Saturday
Aug042007
Try Squid as a Reverse Proxy

This scalability strategy is brought to you by Erik Osterman:
My recommendations for anyone dealing with explosive growth on a limited budget with lots of cachable content (e.g. content capable of returning valid expiration headers) is employ a reverse proxy as mentioned in this article.
In the last week, we had a site get AP'd, triggering 100K unique visitors to a single IIS server in under 5 hours. It took out the IIS server. Placing a single squid infront of the server handled the entire onslaught with a max server load of 0.10 on a modest Intel IV 3Ghz.
It's trivial to implement for anyone interested...
Reader Comments (15)
I've been using squid for different things for about 10 years now. Though it works for most cases, I've been asked to be cautious before putting it in high traffic sites. The person who mentioned this had mentioned that they had to restart squid every few hours under very heavy load.
Yep, YouTube also mentioned some problems with squid.
From http://highscalability.com/youtube-architecture:
Used squid (reverse proxy) in front of Apache. This worked for a while, but as load increased performance eventually decreased. Went from 300 requests/second to 20.

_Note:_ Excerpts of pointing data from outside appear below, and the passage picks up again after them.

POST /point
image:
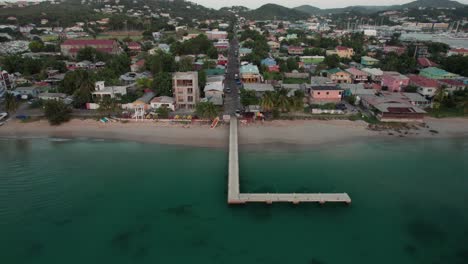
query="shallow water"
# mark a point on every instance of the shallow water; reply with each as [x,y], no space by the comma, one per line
[124,202]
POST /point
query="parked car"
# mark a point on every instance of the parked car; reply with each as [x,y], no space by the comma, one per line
[341,106]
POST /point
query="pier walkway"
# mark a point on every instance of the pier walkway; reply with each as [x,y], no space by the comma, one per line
[235,197]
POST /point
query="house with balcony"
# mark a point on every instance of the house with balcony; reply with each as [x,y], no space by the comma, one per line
[70,47]
[250,74]
[342,52]
[426,87]
[394,81]
[338,75]
[186,90]
[102,91]
[369,62]
[358,76]
[295,50]
[325,94]
[374,74]
[437,73]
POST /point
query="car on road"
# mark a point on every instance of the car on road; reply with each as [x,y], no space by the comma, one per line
[341,106]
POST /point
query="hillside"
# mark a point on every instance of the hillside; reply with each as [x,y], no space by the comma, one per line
[272,11]
[433,3]
[311,10]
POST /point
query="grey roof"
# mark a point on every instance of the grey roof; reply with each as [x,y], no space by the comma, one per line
[324,88]
[259,87]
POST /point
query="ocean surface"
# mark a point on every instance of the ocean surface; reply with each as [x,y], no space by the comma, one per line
[90,201]
[454,43]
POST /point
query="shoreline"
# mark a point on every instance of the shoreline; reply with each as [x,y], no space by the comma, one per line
[298,133]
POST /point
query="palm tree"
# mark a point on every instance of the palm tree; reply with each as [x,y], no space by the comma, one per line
[207,110]
[10,103]
[439,97]
[268,101]
[282,100]
[297,101]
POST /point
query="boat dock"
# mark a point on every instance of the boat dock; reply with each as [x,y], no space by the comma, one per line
[236,197]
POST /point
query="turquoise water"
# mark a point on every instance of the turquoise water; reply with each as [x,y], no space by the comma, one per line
[124,202]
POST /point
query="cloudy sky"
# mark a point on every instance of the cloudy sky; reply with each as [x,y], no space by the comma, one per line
[294,3]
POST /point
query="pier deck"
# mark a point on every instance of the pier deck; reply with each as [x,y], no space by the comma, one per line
[235,197]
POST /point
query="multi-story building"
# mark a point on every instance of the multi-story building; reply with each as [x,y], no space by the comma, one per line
[6,81]
[337,75]
[71,46]
[295,50]
[342,52]
[186,90]
[216,34]
[394,81]
[250,74]
[357,75]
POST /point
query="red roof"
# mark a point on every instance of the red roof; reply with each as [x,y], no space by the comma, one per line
[459,50]
[422,81]
[452,82]
[105,50]
[425,62]
[85,42]
[342,48]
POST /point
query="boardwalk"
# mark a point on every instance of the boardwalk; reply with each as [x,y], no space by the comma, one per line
[235,197]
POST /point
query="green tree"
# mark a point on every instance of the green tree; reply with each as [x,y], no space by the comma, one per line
[11,104]
[108,106]
[160,62]
[207,110]
[56,112]
[163,112]
[268,101]
[36,46]
[332,61]
[185,64]
[202,82]
[248,97]
[162,84]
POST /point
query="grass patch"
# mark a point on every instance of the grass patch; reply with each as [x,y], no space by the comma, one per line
[296,81]
[446,112]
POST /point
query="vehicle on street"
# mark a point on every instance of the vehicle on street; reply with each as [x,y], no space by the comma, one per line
[341,107]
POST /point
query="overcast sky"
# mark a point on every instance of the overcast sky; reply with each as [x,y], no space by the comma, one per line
[293,3]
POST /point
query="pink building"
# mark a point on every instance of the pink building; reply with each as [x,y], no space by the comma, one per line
[134,46]
[397,49]
[222,60]
[295,50]
[394,81]
[357,75]
[325,94]
[215,34]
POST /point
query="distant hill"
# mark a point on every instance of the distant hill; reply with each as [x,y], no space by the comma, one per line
[433,3]
[312,10]
[272,11]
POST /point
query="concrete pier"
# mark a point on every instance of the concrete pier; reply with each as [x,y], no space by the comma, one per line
[235,197]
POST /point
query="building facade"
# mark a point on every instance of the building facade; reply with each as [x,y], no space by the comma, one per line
[186,90]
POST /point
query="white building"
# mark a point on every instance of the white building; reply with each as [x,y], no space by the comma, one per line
[102,91]
[160,101]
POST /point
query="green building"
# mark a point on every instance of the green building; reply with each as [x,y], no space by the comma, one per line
[367,61]
[436,73]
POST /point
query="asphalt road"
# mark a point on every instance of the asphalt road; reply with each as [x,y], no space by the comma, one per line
[232,98]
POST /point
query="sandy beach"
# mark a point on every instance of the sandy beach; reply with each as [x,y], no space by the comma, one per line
[301,132]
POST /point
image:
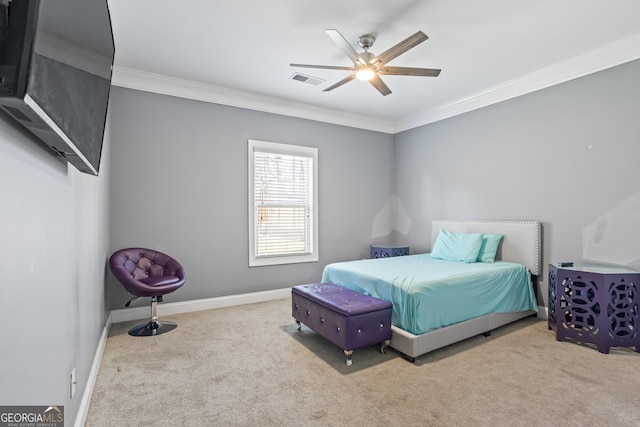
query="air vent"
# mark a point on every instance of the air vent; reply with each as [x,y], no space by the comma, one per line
[315,81]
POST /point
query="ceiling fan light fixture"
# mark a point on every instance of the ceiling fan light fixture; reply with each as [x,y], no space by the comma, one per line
[365,73]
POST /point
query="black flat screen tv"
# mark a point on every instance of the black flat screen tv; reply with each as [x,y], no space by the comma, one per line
[56,61]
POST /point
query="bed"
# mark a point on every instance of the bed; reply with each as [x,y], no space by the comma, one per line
[456,300]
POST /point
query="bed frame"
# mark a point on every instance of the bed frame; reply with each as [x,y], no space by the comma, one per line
[521,244]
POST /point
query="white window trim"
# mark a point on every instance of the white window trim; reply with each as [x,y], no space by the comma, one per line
[287,149]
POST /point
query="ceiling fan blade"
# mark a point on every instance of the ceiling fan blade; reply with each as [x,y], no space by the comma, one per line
[400,48]
[326,67]
[341,82]
[345,46]
[408,71]
[377,82]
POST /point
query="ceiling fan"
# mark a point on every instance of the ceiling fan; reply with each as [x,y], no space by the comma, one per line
[367,66]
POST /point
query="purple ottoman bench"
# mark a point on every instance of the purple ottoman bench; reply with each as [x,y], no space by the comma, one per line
[347,318]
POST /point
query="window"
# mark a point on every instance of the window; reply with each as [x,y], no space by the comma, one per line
[283,208]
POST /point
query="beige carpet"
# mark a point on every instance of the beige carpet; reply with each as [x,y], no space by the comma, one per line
[250,366]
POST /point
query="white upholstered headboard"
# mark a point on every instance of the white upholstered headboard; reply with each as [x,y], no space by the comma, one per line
[521,242]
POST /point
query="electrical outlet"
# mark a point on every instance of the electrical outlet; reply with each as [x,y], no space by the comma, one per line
[73,382]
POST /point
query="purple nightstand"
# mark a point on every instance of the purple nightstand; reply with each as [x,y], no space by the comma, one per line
[388,251]
[595,304]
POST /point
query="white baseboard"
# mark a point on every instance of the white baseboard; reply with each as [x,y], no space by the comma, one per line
[83,410]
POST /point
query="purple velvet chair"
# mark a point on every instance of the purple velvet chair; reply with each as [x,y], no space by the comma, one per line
[147,273]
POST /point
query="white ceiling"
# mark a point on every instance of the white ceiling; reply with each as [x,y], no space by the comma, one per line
[237,52]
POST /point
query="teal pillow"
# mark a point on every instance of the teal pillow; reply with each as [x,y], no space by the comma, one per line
[490,243]
[453,246]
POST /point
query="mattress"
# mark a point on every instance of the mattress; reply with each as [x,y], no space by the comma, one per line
[428,293]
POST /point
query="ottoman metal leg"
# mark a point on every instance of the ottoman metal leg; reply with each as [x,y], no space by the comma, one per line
[384,345]
[348,353]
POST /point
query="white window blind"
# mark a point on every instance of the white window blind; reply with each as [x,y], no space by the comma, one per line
[282,199]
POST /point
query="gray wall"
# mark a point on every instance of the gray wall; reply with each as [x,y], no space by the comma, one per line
[567,156]
[180,186]
[53,248]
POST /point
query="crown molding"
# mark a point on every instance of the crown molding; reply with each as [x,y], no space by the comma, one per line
[620,52]
[156,83]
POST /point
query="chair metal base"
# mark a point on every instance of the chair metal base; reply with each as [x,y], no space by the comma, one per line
[152,328]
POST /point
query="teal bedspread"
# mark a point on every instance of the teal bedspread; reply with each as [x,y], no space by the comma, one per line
[428,293]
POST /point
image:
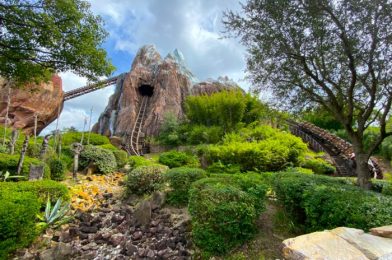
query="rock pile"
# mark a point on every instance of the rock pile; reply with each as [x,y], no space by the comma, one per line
[341,243]
[122,231]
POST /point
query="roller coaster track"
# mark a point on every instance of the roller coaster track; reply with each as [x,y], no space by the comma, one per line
[92,87]
[133,144]
[322,140]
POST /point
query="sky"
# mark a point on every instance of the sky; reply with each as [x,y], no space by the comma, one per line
[192,26]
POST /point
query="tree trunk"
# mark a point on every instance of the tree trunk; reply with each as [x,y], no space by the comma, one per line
[22,154]
[363,172]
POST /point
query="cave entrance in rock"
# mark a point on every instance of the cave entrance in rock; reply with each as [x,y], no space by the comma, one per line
[146,90]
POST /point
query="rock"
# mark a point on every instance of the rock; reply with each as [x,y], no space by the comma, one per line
[373,247]
[169,81]
[142,213]
[385,231]
[130,249]
[158,199]
[320,245]
[60,251]
[43,99]
[117,239]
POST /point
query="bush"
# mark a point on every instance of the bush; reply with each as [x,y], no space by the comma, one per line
[135,161]
[58,168]
[103,159]
[321,202]
[319,166]
[18,211]
[40,189]
[10,163]
[145,179]
[175,159]
[224,211]
[180,180]
[219,167]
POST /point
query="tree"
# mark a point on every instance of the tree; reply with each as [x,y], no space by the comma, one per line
[334,53]
[40,37]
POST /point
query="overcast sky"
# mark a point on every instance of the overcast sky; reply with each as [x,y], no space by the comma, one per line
[192,26]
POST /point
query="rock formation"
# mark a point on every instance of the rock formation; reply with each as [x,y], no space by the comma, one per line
[42,99]
[167,80]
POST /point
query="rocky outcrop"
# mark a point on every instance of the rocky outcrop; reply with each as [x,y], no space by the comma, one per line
[42,99]
[339,243]
[167,80]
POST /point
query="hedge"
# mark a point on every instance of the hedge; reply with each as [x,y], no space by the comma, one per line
[180,180]
[224,211]
[321,202]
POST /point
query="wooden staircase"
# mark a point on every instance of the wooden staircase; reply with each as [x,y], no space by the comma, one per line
[134,142]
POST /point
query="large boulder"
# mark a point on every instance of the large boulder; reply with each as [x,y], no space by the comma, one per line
[167,80]
[44,100]
[339,243]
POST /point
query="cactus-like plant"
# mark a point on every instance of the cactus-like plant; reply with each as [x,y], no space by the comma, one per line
[54,216]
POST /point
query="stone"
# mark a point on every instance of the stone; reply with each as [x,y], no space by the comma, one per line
[44,99]
[373,247]
[117,239]
[385,231]
[142,213]
[320,245]
[170,81]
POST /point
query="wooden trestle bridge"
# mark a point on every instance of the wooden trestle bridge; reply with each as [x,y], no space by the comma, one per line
[339,150]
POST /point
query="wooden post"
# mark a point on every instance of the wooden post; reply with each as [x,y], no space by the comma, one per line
[22,154]
[35,128]
[7,112]
[89,126]
[44,147]
[77,149]
[14,138]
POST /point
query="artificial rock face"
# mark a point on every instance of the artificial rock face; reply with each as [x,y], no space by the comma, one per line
[166,81]
[43,100]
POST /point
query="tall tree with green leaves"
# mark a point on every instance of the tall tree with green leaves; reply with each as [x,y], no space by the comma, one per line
[41,37]
[334,53]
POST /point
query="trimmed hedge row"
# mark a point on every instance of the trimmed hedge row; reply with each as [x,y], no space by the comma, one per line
[321,202]
[224,210]
[180,180]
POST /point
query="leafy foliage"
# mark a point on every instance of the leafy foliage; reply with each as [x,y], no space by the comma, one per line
[10,163]
[103,159]
[260,149]
[145,179]
[175,159]
[321,202]
[58,168]
[180,180]
[41,37]
[224,211]
[18,210]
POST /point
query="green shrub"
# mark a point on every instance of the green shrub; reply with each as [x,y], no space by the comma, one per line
[10,163]
[40,189]
[58,168]
[224,211]
[321,202]
[18,211]
[319,166]
[145,179]
[75,137]
[180,180]
[219,167]
[135,161]
[175,159]
[103,159]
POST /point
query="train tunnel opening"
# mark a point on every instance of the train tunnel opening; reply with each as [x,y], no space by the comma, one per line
[146,90]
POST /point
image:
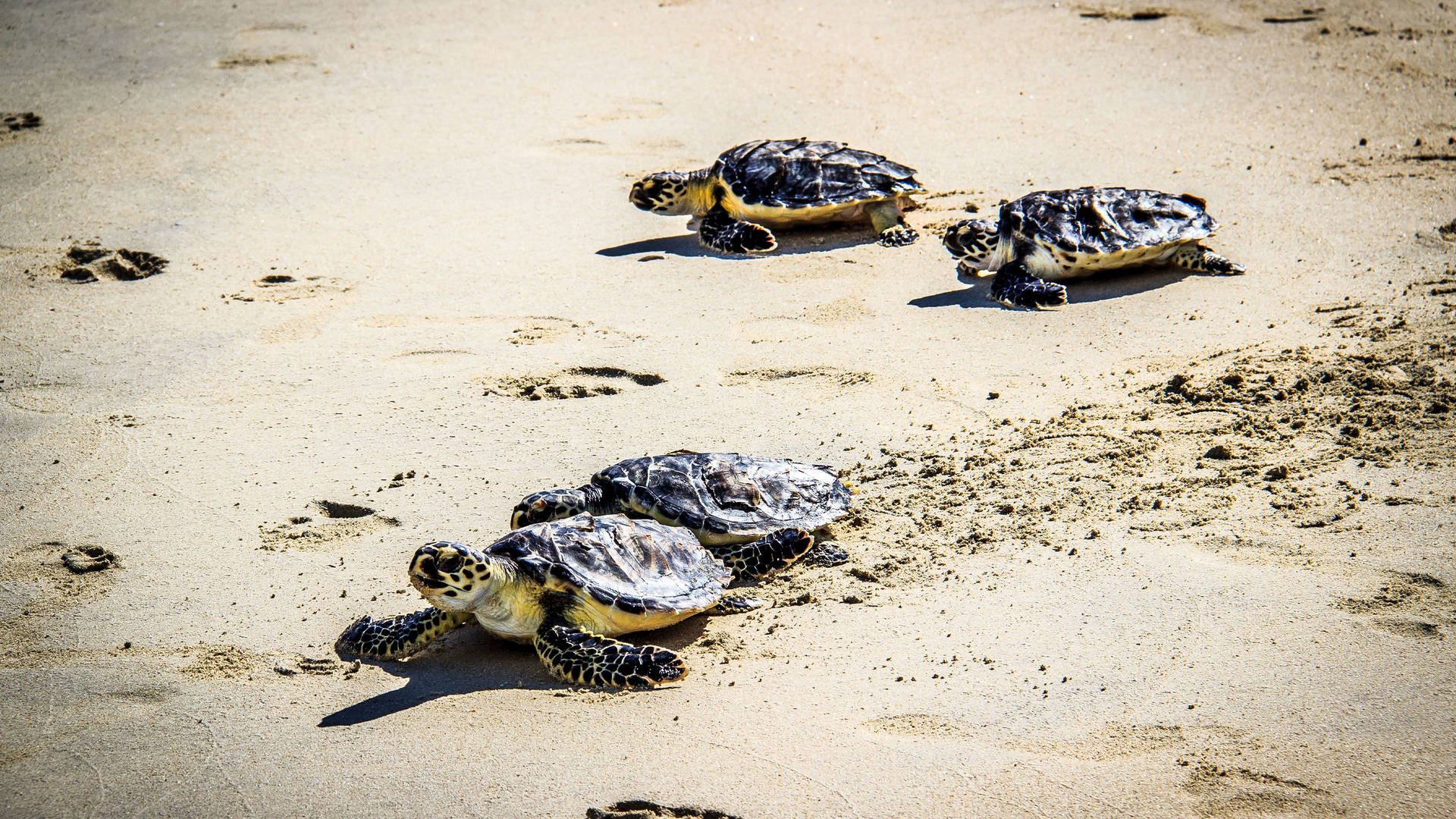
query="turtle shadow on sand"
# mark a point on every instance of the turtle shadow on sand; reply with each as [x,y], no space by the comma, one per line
[472,661]
[791,242]
[1097,289]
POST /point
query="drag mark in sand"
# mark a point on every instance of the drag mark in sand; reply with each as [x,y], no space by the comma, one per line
[343,522]
[573,382]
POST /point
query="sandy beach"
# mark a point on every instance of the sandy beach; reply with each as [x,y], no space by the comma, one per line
[1181,548]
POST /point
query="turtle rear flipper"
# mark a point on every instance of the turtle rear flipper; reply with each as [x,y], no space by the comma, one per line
[892,224]
[764,556]
[590,659]
[397,637]
[1017,287]
[724,234]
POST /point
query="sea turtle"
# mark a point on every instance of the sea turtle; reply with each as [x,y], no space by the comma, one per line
[568,586]
[1066,235]
[783,184]
[721,497]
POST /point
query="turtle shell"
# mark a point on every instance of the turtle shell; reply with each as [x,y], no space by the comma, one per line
[726,496]
[801,172]
[634,564]
[1106,221]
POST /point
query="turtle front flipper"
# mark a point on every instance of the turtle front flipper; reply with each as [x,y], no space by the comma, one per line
[892,226]
[1203,260]
[1017,287]
[590,659]
[764,556]
[398,637]
[724,234]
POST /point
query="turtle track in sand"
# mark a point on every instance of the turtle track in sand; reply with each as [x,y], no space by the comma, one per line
[644,809]
[341,522]
[1204,453]
[571,382]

So it's not all roses and candy.
I think that it's a kind of truism to say that as "load increased, performance eventually decreased." That's to be expected with most servers; once capacity is reached, performance often degrades exponentially as the server catches up processing all backlogged requests and still accepting new requests. I see this as an indicator it's time to scale out. I haven't done the math to calculate the cost effectiveness, but my gut instinct is that Squid is still one of the most cost effective ways to attack the problem as opposed to throwing more web servers into the pool. With its own built-in peer-to-peer caching network, Squid makes it far easier and more efficient to scale than web servers. This means that as you scale out the Squids, they can just request content from cache peers leaving the web servers free to handle new requests. Squids can handle enormous amounts of traffic well, but will get overwhelmed at a certain point; that's inevitable.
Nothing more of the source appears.